Other DBMSes sometimes support two more kinds of joins:
* Right join: Keep all rows from the right table, merging rows from the left.
* Full join: Keep all rows from both tables, merging where there are matches.

In [None]:
pd.read_sql("SELECT * FROM suppliers", db)

In [None]:
pd.read_sql("""
    SELECT * FROM
    supplierparts AS l
    INNER JOIN
    suppliers AS r
    ON l.supplierid = r.supplierid;
""", db)

In [None]:
pd.read_sql("""
    SELECT l.qty, r.* FROM
    supplierparts AS l
    LEFT JOIN
    suppliers AS r
    ON l.supplierid = r.supplierid;
""", db)

### Subqueries

You can write one or more `SELECT` queries within another:

In [None]:
pd.read_sql("""
    SELECT * FROM
        (SELECT l.*, r.supplierid, r.qty FROM
        parts AS l
        INNER JOIN
        supplierparts AS r
        ON l.partid = r.partid) AS a
    INNER JOIN
        (SELECT * FROM suppliers
        WHERE status > 10) AS b
    ON a.supplierid = b.supplierid;
""", db)

In [None]:
# You can paste strings into SQL queries, but make sure the string you paste in isn't
# compromised (e.g., user input)
val = pd.read_sql("SELECT AVG(weight) FROM parts", db).iloc[0, 0]
query = "SELECT * FROM parts WHERE weight > {}".format(val)
pd.read_sql(query, db)

In [None]:
pd.read_sql("""
    SELECT * FROM parts WHERE weight > (
        SELECT AVG(weight) FROM parts
    )
""", db)

### Database Operations: CRUD

So far we've only learned 1/4 of the basic operations most databases support. They are:

* Create (`CREATE`): Create a new table.
* Read (`SELECT`): Read some rows from a table.
* Update (`UPDATE`): Update rows in a table.
* Delete (`DROP`): Delete a table.

For data analysis, you'll usually only need to read data.

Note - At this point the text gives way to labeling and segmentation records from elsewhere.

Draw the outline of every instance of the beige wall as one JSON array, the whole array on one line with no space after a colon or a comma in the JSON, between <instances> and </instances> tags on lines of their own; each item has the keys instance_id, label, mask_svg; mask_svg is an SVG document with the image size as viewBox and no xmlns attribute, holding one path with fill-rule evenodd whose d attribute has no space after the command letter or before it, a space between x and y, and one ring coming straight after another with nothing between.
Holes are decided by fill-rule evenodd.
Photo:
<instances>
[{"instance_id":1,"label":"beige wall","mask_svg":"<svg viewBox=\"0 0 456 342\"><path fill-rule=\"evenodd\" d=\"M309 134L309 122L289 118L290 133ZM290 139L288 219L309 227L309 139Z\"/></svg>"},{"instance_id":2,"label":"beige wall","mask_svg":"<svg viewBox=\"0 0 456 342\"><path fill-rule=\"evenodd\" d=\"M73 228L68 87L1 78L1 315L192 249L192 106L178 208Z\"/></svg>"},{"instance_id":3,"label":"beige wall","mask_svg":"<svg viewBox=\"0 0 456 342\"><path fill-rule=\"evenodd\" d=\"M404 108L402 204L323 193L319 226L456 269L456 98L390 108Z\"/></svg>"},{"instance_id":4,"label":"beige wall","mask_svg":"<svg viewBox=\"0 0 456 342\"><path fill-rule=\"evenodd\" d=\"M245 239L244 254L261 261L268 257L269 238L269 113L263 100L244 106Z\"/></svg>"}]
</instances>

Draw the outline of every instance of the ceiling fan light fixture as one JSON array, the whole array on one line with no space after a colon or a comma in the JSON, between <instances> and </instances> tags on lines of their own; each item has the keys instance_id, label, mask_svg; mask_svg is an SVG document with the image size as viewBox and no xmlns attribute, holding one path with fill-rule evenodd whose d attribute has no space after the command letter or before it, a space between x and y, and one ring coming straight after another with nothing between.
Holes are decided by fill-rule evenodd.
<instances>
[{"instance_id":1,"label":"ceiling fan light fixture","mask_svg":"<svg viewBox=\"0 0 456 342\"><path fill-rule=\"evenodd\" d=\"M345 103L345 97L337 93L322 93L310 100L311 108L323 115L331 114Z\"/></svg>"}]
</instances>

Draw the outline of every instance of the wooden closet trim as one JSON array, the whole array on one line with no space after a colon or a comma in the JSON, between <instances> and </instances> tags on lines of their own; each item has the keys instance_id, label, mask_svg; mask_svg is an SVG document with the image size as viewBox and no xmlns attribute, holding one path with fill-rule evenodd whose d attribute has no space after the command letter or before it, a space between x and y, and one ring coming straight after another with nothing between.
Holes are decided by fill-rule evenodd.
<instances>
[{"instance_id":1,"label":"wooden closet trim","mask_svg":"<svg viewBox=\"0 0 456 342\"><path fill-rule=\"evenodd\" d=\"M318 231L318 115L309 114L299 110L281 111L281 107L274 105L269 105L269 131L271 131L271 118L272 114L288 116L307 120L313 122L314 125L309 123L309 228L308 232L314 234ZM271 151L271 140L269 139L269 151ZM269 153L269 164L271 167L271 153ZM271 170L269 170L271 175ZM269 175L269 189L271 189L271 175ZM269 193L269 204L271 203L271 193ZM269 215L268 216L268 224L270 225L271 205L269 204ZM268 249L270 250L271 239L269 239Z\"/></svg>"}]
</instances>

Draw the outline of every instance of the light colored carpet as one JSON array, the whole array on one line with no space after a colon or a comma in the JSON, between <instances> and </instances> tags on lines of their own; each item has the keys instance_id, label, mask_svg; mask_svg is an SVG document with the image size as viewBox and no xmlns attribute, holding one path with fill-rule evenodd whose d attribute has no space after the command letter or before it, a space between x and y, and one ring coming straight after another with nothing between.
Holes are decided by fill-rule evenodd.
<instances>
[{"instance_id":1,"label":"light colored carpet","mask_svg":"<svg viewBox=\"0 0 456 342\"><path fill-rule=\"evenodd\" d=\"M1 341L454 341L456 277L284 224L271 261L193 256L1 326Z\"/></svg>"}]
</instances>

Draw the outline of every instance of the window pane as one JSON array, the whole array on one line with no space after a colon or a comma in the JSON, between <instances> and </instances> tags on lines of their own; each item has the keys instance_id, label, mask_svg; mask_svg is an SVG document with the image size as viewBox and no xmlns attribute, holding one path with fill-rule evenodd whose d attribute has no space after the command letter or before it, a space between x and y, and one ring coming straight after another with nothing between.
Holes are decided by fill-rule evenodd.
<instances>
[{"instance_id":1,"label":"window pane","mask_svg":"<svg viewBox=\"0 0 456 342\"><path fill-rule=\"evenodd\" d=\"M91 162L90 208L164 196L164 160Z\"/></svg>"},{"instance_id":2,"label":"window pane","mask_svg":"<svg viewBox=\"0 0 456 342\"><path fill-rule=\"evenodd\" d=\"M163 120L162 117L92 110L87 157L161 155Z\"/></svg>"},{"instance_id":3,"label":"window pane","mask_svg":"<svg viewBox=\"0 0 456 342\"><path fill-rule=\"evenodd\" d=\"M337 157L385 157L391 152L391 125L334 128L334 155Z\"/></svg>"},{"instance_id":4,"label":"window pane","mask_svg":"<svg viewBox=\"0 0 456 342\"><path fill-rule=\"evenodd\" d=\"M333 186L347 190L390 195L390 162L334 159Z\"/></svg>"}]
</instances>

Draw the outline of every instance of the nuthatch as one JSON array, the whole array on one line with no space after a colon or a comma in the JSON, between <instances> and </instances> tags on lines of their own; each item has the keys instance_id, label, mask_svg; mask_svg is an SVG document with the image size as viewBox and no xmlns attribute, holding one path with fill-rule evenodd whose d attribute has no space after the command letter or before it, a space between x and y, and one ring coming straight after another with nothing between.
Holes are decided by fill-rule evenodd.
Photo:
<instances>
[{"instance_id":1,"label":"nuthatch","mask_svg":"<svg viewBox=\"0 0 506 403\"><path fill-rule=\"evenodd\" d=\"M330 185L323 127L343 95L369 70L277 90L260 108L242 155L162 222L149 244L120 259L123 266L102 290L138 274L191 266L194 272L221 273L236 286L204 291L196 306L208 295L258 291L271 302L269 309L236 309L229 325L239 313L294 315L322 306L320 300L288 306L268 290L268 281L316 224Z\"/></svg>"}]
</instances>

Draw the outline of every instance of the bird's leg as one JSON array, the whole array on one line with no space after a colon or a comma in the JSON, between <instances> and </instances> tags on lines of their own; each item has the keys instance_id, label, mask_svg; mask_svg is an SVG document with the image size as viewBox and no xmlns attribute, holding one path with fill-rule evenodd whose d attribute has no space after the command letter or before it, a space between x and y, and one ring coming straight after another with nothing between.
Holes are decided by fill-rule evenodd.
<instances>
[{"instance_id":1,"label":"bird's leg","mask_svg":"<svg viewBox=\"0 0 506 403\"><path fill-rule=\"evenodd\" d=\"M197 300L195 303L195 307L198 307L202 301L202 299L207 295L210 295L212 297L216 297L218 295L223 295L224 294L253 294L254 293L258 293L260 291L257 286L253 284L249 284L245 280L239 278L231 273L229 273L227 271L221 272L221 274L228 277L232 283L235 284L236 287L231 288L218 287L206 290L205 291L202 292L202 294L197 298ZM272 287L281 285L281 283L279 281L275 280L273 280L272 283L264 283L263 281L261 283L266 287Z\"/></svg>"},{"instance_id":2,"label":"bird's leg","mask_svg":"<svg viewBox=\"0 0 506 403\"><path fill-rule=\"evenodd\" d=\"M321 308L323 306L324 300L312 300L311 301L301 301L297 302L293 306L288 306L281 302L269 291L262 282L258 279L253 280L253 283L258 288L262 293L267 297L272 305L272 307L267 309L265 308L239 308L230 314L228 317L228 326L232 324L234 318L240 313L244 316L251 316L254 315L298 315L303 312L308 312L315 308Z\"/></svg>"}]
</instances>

Once in a while, it can be useful to create tables to store complicated results. We have to go back to __sqlite3__ to run SQL commands other than `SELECT`.

In [None]:
result = db.execute("""
    CREATE TEMPORARY TABLE table2 AS
        SELECT l.*, r.qty, r.supplierid FROM
            parts AS l
        INNER JOIN
            supplierparts AS r
        ON l.partid = r.partid
""")

# Force the database to run ("commit") the query.
# Otherwise the database evaluates queries lazily, so the table will not show up.
db.commit()

In [None]:
pd.read_sql("SELECT * FROM table2", db)

In [None]:
pd.read_sql("SELECT * FROM sqlite_master", db)

In [None]:
db.execute("DROP TABLE my_table;")

db.commit()

## Other Databases

You can use the __sqlalchemy__ package to connect to many different kinds of databases (not only SQLite).

The `sqlalchemy.create_engine()` function creates an _engine_ to connect to a database. The `.raw_connection()` method on the returned engine opens a connection compatible with Pandas.

See the __sqlalchemy__ documentation for more info about [how to write a database URL](https://docs.sqlalchemy.org/en/latest/core/engines.html#database-urls).

In [None]:
import sqlalchemy

engine = sqlalchemy.create_engine("sqlite:///data/suppliers.sqlite")
conn = engine.raw_connection()

In [None]:
conn

In [None]:
pd.read_sql("SELECT * FROM sqlite_master", conn)

In [None]:
engine.table_names()

In [None]:
conn.close()

Unlike SQLite, most databases:

* Are not stored in a single file.
* Have a client-server design, where you connect to the database by logging in with a username and password.